18 Reasons One is Executed for Witchcraft during the ‘Burning Times’

18 Reasons One is Executed for Witchcraft during the ‘Burning Times’

D.G. Hewitt - January 6, 2019

18 Reasons One is Executed for Witchcraft during the ‘Burning Times’
Many believed that witches were able to make milk go bad just by walking by. Wikimedia Commons.

3. You forgot to throw out old dairy products: Believe it or not, curdled milk was offered up as evidence that women were witches

Quite where the idea that witches caused milk to curdle has never been firmly established. However, scholars of the history of witchcraft have found this mentioned in texts dating back to the start of the 16th century. For instance, there was the old English tale of ‘Old Mammy Red or Marblehead’, who could curdle milk as it came out of a cow and could even then magically transform it into blue wool. And like many such superstitions, such a belief was brought across the Atlantic to the Americas by Pilgrim settlers. Before long, America’s witch-hunters were busy looking in people’s pantries, looking out for tell-tale signs of spoiled dairy.
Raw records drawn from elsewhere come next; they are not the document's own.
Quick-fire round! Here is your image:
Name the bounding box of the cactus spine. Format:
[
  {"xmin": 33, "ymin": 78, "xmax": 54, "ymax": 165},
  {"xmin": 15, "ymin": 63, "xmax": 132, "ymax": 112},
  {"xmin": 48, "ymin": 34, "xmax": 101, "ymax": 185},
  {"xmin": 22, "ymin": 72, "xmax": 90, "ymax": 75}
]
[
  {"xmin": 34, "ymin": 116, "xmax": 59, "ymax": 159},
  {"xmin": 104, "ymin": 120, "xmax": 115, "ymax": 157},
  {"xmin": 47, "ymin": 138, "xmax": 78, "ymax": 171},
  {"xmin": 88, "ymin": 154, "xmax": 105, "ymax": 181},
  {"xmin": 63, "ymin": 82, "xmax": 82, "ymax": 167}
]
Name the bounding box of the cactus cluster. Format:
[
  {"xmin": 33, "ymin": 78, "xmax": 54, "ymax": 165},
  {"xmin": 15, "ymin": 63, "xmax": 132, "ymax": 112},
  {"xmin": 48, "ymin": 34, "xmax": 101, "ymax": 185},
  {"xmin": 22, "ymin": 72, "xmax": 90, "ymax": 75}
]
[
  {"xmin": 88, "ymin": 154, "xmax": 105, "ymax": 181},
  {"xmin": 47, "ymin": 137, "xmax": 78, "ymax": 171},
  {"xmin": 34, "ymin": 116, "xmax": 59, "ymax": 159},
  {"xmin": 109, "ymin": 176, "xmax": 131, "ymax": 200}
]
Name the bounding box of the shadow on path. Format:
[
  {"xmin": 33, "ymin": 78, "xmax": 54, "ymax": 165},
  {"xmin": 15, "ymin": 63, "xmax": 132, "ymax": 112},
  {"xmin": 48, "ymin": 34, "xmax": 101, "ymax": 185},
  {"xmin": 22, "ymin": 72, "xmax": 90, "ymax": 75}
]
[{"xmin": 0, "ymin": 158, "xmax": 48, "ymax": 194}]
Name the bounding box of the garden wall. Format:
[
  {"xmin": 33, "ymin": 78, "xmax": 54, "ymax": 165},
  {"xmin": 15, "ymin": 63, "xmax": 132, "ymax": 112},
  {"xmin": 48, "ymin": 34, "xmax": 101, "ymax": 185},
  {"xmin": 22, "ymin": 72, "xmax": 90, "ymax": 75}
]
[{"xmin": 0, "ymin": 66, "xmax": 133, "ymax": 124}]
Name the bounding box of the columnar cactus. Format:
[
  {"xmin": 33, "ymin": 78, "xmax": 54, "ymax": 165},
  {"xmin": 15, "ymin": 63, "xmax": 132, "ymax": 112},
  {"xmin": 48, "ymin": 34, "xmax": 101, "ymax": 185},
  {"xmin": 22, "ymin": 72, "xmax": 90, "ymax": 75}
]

The most notable case of curdled milk being cited as evidence of black magic was at the Salem Witch Trials in 1692. Here, the grand jury heard that several of the accused had spoiled milk in their houses, while neighbors also attested that some of them caused milk to curdle just by walking past it. It must be remembered that this was a time when many families relied on their cows to survive. Should a cow stop producing milk, or should the milk be of poor quality, it could leave a person or family on the brink of destitution and starvation. It would also leave them angry and looking for someone to blame – and often, a ‘strange’ female neighbor was the easiest target.